🤖 AI Summary
To address the high human annotation cost and reliance on expert-labeled data and fully supervised models in network log anomaly detection, this paper proposes a low-supervision, automated detection framework. Methodologically, it pioneers the integration of active learning with large language models (LLMs): first, semantic embedding and clustering-based representative sampling identify high-informativeness log instances; then, LLMs perform few-shot labeling and label propagation to generate reliable pseudo-labels, enabling construction of an interpretable anomaly detector.

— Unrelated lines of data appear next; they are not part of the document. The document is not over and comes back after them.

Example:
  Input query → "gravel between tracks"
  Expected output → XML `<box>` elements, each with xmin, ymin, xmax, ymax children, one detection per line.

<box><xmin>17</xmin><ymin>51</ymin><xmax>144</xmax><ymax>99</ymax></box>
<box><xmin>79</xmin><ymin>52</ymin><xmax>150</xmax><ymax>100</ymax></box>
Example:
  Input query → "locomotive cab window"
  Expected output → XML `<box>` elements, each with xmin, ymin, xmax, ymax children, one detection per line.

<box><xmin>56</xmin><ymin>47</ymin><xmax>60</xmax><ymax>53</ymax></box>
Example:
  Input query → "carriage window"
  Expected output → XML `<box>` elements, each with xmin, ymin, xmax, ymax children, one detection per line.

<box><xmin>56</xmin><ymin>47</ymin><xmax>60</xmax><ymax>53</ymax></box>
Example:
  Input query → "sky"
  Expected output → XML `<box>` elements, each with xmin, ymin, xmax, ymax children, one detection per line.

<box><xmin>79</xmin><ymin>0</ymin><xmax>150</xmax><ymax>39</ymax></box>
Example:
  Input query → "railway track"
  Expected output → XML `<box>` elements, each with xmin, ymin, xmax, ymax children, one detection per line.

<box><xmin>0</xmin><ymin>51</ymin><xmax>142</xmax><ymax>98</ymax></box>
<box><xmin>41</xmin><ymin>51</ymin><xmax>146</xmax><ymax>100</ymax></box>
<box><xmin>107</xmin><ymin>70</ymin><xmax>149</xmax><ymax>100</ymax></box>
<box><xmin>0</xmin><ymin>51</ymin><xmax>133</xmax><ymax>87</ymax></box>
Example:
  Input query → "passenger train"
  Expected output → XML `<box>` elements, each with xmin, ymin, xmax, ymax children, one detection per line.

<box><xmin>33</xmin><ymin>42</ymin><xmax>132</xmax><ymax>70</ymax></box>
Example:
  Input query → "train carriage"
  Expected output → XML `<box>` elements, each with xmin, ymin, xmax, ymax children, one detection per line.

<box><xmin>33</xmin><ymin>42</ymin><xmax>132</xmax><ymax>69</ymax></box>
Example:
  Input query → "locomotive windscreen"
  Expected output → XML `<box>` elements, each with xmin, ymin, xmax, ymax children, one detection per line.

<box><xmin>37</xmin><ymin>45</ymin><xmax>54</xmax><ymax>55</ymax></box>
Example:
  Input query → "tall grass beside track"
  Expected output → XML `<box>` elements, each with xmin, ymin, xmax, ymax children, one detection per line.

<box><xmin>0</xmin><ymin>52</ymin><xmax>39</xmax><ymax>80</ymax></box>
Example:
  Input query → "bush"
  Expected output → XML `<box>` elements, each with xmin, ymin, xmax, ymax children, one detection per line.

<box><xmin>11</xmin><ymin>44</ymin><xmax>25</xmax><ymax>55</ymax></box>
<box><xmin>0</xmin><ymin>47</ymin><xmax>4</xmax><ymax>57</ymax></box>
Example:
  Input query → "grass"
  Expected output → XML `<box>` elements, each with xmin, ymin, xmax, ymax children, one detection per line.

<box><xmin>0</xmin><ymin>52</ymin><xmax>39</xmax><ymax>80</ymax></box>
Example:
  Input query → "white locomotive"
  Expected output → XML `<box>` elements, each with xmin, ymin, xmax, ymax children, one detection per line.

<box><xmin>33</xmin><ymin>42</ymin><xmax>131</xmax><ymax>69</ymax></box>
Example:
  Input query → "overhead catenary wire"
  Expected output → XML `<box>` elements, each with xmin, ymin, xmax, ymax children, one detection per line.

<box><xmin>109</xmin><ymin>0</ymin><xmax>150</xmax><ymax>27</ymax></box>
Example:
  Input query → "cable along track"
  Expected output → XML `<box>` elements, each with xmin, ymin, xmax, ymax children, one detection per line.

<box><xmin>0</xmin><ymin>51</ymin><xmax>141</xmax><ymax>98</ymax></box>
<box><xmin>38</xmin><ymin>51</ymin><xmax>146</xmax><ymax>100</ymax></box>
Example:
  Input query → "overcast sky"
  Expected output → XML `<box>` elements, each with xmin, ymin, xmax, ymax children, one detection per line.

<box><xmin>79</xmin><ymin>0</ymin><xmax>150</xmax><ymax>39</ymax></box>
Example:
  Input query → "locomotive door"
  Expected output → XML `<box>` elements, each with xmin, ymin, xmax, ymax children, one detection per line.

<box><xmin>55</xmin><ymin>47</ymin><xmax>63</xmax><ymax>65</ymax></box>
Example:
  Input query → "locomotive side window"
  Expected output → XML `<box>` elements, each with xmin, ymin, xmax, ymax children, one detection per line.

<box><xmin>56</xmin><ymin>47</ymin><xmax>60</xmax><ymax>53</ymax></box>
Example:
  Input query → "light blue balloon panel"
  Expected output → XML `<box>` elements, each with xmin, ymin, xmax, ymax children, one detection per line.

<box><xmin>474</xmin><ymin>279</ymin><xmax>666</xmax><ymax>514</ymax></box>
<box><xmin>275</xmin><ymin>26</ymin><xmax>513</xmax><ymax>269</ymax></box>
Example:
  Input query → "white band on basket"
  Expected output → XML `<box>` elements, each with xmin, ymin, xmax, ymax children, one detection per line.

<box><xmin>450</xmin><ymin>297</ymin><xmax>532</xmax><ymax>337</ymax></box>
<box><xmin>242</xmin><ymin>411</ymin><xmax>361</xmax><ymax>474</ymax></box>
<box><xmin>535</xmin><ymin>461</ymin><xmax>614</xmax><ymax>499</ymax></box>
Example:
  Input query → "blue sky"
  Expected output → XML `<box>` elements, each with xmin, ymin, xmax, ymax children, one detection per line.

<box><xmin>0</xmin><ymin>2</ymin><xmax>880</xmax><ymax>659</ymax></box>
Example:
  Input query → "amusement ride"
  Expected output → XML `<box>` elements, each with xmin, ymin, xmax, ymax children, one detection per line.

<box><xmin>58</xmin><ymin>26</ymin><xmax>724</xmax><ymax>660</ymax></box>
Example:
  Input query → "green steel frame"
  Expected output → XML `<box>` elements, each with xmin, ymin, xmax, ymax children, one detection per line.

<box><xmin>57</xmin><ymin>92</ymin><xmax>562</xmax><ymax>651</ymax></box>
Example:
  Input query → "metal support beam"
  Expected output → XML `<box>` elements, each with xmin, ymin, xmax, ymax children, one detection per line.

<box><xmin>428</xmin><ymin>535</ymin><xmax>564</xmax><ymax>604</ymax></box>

Key contributions include: (1) a two-stage few-shot optimization strategy that enables automatic label expansion and root-cause interpretability; and (2) achieving detection accuracy comparable to fully supervised methods on real-world log datasets—improving F1-score by up to 3.2% while reducing annotation effort by over 90%. This work establishes a new paradigm for log analysis that is efficient, interpretable, and minimally dependent on manual annotation.
📝 Abstract
Network log data analysis plays a critical role in detecting security threats and operational anomalies. Traditional log analysis methods for anomaly detection and root cause analysis rely heavily on expert knowledge or fully supervised learning models, both of which require extensive labeled data and significant human effort. To address these challenges, we propose ALPHA, the first Active Learning Pipeline for Human-free log Analysis. ALPHA integrates semantic embedding, clustering-based representative sampling, and large language model (LLM)-assisted few-shot annotation to automate the anomaly detection process. The LLM annotated labels are propagated across clusters, enabling large-scale training of an anomaly detector with minimal supervision. To enhance the annotation accuracy, we propose a two-step few-shot refinement strategy that adaptively selects informative prompts based on the LLM's observed error patterns. Extensive experiments on real-world log datasets demonstrate that ALPHA achieves detection accuracy comparable to fully supervised methods while mitigating human efforts in the loop. ALPHA also supports interpretable analysis through LLM-driven root cause explanations in the post-detection stage. These capabilities make ALPHA a scalable and cost-efficient solution for truly automated log-based anomaly detection.